Chevron accused of lobbying CPC pipeline flow through Russia
Officials and industry hesitate over future of Russian blended oil flows, 10 October 2022
Speaking at an energy industry event in London...United States government officials and oil company executives expressed hesitancy about the future of crude flows via the Caspian Pipeline Consortium (CPC) route, which carries Kazakh and Russian oil from the Caspian Sea to a Russian Black Sea port for export.
ExxonMobil owns a 7.5% stake in the pipeline via an affiliate, along with 25% and 16.81% respectively of the Tengiz and Kashagan oil fields in Kazakhstan.
Asked by Global Witness about the future of the pipeline, Liam Mallon, President of Exxon’s upstream business, said that the company was looking for “flexibility” in how it brings its oil to market, and – as with Exxon’s other Russian interests – would have to “make decisions about whether returning makes sense or not”...

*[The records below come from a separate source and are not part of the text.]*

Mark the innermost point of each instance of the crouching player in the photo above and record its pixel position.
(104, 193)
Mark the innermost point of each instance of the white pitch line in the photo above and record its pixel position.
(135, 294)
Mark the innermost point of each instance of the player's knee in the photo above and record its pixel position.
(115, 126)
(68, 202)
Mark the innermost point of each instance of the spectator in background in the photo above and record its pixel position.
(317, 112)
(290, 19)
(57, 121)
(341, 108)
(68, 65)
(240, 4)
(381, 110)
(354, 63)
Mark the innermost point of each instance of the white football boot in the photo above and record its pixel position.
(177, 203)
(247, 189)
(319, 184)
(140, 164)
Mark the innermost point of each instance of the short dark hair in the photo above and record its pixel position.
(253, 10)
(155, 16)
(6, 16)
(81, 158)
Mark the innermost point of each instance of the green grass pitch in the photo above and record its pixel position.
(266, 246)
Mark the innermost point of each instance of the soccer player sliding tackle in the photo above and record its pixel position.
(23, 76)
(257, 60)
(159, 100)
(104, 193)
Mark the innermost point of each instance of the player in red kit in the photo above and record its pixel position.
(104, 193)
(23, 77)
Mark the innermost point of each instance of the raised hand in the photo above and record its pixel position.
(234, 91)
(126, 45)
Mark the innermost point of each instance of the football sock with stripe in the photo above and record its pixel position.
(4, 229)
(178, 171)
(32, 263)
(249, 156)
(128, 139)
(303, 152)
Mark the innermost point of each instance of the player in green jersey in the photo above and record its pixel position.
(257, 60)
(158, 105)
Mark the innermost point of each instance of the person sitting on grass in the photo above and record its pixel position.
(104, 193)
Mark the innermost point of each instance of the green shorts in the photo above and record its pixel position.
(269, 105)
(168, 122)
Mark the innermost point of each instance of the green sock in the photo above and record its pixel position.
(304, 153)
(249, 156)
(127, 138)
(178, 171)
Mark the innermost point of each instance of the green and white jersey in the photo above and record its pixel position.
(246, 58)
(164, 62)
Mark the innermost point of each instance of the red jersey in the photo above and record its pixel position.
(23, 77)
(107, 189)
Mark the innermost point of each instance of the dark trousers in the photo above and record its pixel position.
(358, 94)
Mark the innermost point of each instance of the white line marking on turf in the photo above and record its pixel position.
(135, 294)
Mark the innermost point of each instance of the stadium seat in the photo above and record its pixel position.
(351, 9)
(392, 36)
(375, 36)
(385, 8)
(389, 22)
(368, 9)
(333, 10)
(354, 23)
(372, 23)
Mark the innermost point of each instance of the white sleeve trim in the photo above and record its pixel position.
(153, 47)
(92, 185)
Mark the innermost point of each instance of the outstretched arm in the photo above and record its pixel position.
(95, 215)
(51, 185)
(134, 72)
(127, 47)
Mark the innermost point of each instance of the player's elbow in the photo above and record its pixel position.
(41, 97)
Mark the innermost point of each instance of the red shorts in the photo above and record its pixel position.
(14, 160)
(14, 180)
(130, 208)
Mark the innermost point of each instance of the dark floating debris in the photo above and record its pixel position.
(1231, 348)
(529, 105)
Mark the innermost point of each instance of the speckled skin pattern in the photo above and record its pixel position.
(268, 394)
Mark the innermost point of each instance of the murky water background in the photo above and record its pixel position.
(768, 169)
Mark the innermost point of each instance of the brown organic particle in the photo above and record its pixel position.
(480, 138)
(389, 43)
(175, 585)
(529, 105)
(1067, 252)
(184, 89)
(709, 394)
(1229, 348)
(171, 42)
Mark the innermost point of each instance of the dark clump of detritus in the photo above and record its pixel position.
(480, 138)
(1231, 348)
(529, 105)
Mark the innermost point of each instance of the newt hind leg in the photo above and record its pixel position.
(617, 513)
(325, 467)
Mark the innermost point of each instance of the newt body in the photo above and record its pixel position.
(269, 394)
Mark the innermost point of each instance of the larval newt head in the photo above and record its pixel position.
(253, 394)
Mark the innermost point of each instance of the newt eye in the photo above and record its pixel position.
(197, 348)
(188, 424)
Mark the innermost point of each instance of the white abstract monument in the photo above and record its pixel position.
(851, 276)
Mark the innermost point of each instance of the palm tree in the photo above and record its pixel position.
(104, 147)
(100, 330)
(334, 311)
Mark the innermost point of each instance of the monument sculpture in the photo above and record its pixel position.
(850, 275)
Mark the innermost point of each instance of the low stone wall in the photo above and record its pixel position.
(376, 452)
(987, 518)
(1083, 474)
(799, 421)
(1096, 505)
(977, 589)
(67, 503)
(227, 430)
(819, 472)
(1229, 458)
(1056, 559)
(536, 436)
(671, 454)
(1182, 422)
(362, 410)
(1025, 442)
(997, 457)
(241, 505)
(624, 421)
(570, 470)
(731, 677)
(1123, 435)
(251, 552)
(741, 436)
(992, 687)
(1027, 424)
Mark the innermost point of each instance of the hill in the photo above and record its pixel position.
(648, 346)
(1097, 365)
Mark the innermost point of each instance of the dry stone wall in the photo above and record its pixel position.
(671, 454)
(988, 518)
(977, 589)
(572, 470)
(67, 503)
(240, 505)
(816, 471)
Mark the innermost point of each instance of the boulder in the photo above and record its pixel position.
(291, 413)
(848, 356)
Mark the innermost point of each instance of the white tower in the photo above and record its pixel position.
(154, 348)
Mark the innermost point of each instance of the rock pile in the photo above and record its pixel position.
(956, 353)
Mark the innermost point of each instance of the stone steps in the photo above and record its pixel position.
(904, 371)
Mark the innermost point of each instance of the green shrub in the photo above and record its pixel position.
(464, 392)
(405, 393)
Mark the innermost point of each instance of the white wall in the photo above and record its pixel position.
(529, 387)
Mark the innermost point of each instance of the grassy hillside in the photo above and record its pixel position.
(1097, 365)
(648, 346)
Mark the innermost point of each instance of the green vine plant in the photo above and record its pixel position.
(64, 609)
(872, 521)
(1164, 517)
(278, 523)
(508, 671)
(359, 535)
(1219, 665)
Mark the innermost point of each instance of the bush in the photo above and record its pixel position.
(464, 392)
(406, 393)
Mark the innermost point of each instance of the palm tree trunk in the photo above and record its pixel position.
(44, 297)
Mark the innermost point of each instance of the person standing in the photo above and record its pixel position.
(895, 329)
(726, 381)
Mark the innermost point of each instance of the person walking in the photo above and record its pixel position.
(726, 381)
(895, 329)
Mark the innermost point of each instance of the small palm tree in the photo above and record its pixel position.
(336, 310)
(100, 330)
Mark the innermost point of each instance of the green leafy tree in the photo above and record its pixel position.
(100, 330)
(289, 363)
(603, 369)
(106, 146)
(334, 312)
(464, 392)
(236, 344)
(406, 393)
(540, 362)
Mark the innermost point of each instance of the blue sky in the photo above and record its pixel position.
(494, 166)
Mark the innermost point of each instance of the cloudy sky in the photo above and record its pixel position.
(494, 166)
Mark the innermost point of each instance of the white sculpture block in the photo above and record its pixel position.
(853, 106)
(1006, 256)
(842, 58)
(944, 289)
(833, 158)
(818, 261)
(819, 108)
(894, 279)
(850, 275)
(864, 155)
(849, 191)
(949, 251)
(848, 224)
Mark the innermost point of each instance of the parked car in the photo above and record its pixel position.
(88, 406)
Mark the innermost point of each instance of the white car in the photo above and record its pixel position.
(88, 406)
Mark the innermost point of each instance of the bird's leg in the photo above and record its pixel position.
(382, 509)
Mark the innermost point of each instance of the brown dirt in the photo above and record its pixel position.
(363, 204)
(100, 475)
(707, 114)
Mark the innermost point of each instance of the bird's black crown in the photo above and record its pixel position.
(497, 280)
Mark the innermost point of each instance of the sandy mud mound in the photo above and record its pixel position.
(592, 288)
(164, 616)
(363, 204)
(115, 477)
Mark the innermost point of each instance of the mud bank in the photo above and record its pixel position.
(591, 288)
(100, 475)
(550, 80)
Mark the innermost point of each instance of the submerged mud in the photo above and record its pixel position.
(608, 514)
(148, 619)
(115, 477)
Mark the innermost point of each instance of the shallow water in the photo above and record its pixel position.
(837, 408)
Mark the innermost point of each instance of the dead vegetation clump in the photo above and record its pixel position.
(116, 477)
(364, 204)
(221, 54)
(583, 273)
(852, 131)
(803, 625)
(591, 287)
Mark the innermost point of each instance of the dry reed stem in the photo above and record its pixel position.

Speaking on Tuesday afternoon, Mr. Mallon acknowledged that Exxon is in a “minute-by-minute, day-by-day" discussions over the future of its business in Russia, and appeared to reveal that the company’s partner, Chevron, has been leading a lobbying effort to keep CPC pipeline oil flowing.
“We’re very fortunate to have an outstanding partner in Chevron, leading the influence strategy along with us and partners in the Kashagan [oil field]”, Mr. Mallon said. “We’re playing a significant role in making sure that [the pipeline] is understood.” Chevron owns a 50% stake in the Tengiz field.
Chevron did not respond to a request for comment from Global Witness...
When shipped from the Russian port of Novorossiysk, individual CPC cargoes carry either a Kazakh or a Russian certificate of origin, with the volumes exported supposed to match the volumes injected into the system by producers in each country. But the continued operation of the pipeline keeps open an export route for oil, while leaving Russian president Vladimir Putin with an important geopolitical bargaining chip.
Analysts have suggested that a series of apparent accidents involving the CPC pipeline since Russia’s full-scale invasion of Ukraine – including weather damage and unscheduled environmental inspections – may be partly attributable to interference by the Russian state.